Jej zdaniem, choć Unia Europejska dysponuje już ramami prawnymi w postaci rozporządzenia Markets in Crypto-Assets (MiCA), konieczne jest rozszerzenie tych przepisów na cyfrowe waluty powiązane z aktywami (stablecoiny) emitowane poza jej granicami. Głównym celem jest ochrona inwestorów i zapewnienie stabilności finansowej.
Wyzwania związane z rynkiem globalnym
W swoim wystąpieniu na corocznej konferencji Europejskiej Rady ds. Ryzyka Systemowego Lagarde podkreśliła, że sytuacje, w których podmioty objęte MiCA współpracują z podmiotami spoza UE przy emisji stablecoinów, wymagają natychmiastowej uwagi. Postuluje ona wprowadzenie „solidnych systemów równoważności” (robust equivalence regimes). Oznacza to, że zagraniczni emitenci chcący działać na unijnym rynku, musieliby spełniać równie restrykcyjne wymogi, jak ich europejscy odpowiednicy. Kluczowym warunkiem jest zagwarantowanie inwestorom możliwości natychmiastowej wymiany ich stablecoinów na wartość nominalną (par value), a także pełne pokrycie tych cyfrowych aktywów.
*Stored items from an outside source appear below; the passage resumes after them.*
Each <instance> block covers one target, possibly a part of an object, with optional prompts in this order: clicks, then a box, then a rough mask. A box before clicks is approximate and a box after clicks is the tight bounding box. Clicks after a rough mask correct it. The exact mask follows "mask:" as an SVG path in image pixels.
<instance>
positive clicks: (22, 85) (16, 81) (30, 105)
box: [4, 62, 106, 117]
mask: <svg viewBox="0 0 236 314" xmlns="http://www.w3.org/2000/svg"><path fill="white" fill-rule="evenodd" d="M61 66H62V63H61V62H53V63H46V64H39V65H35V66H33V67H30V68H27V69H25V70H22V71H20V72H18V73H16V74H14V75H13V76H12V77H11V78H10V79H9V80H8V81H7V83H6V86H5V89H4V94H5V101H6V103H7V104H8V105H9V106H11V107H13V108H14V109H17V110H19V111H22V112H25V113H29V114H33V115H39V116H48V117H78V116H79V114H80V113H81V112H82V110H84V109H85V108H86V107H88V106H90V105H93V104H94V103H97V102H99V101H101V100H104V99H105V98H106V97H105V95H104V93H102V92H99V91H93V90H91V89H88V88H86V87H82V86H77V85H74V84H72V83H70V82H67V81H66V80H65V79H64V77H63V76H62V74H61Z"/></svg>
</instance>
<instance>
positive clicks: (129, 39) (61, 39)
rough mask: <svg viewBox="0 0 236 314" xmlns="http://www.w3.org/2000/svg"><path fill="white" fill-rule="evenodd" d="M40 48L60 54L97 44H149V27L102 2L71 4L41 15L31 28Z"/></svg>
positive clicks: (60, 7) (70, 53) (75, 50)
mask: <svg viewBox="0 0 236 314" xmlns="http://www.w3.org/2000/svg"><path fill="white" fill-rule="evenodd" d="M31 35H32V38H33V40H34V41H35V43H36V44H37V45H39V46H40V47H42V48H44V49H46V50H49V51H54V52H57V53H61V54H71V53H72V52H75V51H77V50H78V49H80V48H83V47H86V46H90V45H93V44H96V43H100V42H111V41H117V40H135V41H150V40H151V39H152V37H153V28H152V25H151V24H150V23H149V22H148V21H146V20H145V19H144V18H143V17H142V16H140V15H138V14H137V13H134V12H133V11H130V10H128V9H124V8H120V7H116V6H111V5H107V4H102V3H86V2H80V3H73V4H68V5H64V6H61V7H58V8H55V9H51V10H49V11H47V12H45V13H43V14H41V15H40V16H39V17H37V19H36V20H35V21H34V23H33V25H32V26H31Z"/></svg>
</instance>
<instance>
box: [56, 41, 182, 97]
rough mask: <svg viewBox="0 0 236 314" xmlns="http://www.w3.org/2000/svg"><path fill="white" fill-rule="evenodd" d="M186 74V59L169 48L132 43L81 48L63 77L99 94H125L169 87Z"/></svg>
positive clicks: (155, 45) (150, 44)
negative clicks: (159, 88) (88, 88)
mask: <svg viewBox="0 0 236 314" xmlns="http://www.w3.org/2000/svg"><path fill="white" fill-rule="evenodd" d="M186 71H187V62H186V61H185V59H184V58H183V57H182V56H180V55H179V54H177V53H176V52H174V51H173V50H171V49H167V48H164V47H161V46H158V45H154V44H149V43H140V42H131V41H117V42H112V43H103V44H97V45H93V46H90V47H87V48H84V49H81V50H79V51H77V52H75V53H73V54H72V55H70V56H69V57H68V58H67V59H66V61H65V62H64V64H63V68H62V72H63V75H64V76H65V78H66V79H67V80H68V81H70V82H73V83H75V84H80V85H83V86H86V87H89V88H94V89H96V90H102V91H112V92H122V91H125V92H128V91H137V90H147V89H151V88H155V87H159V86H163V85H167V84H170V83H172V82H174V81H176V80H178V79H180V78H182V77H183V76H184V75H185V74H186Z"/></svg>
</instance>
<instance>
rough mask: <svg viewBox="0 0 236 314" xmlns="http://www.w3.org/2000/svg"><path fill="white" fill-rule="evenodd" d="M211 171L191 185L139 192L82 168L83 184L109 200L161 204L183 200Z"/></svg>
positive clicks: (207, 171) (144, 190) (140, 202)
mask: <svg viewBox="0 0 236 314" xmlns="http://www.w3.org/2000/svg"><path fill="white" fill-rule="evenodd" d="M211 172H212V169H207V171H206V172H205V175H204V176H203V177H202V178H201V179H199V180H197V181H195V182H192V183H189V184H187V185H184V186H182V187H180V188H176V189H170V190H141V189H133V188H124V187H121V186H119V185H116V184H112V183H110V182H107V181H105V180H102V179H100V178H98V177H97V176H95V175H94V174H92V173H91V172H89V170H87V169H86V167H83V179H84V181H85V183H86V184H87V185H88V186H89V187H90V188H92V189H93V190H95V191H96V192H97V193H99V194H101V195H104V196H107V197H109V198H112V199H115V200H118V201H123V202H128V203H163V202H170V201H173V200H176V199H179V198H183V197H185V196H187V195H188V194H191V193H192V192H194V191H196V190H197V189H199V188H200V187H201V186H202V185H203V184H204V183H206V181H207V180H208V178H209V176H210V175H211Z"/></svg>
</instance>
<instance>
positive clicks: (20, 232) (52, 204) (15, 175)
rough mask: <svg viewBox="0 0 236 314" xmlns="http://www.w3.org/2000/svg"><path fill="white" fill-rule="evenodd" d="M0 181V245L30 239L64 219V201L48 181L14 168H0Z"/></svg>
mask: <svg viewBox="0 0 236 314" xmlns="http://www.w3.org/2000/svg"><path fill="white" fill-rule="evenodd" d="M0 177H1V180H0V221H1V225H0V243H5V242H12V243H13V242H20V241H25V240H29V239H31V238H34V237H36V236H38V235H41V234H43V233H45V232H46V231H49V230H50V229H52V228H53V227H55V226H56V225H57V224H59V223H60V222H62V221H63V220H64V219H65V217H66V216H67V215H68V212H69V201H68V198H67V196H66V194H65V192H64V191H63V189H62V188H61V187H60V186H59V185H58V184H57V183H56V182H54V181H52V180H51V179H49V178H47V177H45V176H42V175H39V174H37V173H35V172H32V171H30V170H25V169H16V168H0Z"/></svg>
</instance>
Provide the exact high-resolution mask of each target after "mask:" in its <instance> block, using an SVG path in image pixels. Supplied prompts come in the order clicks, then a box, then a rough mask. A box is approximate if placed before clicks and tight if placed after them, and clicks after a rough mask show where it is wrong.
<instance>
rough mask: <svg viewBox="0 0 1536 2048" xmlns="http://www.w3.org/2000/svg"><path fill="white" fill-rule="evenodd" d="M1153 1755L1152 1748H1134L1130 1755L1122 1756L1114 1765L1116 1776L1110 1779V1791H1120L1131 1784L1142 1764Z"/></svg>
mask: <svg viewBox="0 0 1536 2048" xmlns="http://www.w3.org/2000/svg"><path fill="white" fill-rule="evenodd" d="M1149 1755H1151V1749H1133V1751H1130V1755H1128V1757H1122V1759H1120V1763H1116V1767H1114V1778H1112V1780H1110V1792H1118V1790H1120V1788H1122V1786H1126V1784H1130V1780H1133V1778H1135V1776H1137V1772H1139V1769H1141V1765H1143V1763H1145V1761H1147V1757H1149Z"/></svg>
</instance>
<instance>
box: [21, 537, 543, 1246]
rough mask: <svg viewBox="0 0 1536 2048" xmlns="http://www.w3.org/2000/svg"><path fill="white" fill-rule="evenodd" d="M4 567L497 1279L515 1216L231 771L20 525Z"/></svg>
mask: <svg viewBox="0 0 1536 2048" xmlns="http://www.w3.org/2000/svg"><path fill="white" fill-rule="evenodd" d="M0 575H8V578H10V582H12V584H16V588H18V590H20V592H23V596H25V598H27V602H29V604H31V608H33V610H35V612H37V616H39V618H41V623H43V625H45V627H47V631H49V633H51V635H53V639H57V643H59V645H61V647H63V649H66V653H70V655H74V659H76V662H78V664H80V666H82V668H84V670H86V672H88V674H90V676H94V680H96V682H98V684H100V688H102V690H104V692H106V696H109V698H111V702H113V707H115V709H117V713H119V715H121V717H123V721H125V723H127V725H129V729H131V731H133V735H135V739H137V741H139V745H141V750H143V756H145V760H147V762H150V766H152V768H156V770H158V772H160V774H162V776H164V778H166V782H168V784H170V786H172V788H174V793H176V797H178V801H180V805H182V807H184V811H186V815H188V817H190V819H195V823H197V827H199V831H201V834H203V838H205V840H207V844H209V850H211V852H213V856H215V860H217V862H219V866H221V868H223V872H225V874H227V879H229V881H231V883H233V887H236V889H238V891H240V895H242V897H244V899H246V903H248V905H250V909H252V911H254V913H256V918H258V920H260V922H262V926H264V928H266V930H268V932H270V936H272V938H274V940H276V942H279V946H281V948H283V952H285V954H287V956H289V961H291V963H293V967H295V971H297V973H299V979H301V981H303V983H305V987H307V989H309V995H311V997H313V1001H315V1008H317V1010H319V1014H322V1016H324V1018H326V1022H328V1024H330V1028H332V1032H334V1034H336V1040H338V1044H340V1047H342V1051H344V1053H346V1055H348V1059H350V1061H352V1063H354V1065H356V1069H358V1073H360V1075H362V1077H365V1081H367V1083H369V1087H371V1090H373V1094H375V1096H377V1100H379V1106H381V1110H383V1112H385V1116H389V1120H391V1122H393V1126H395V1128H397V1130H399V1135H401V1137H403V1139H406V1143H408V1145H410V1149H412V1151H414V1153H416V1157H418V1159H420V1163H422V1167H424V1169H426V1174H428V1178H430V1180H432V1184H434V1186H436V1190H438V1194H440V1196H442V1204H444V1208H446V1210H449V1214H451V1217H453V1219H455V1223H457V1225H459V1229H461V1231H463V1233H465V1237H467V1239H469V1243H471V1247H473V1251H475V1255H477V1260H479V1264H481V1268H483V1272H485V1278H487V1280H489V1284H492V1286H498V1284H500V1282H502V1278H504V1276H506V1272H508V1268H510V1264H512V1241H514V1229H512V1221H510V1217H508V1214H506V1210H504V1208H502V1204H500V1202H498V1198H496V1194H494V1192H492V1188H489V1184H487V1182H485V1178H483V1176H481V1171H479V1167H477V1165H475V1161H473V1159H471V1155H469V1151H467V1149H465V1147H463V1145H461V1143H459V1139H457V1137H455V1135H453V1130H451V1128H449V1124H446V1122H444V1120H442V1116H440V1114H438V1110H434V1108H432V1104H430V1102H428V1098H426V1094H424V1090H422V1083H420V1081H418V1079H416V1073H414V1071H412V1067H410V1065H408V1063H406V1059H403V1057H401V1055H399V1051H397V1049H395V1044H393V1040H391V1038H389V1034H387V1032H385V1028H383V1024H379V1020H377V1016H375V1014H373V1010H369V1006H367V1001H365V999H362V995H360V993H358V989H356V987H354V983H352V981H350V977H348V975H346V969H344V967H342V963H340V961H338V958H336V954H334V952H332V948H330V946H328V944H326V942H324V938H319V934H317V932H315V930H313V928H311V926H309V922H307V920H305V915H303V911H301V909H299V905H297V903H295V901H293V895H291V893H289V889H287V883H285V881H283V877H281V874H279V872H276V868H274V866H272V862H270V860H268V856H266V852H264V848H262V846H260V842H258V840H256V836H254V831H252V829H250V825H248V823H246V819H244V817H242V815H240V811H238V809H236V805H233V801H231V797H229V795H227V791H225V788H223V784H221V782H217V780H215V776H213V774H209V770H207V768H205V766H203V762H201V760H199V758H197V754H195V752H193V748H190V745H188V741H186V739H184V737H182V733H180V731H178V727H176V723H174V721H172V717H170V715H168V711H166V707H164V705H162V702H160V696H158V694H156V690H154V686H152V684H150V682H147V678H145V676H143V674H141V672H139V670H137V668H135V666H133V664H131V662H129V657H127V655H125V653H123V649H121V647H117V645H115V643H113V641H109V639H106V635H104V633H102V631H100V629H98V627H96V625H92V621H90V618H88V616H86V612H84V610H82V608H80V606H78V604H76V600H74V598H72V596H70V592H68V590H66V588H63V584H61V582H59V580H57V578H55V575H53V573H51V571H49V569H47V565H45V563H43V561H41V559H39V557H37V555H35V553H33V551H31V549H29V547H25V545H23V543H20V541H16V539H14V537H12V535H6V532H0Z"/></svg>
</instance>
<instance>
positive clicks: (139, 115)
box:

Lagarde wyraziła obawę, że w przypadku masowego wycofywania środków (tzw. run), inwestorzy w naturalny sposób będą dążyć do realizacji swoich aktywów w jurysdykcji oferującej najsilniejsze zabezpieczenia, czyli w UE, gdzie MiCA zabrania także pobierania opłat za wymianę. Może to prowadzić do sytuacji, w której rezerwy utrzymywane w Unii okażą się niewystarczające, by sprostać tak skoncentrowanemu popytowi. Taki scenariusz stanowiłby poważne zagrożenie dla stabilności finansowej całego systemu.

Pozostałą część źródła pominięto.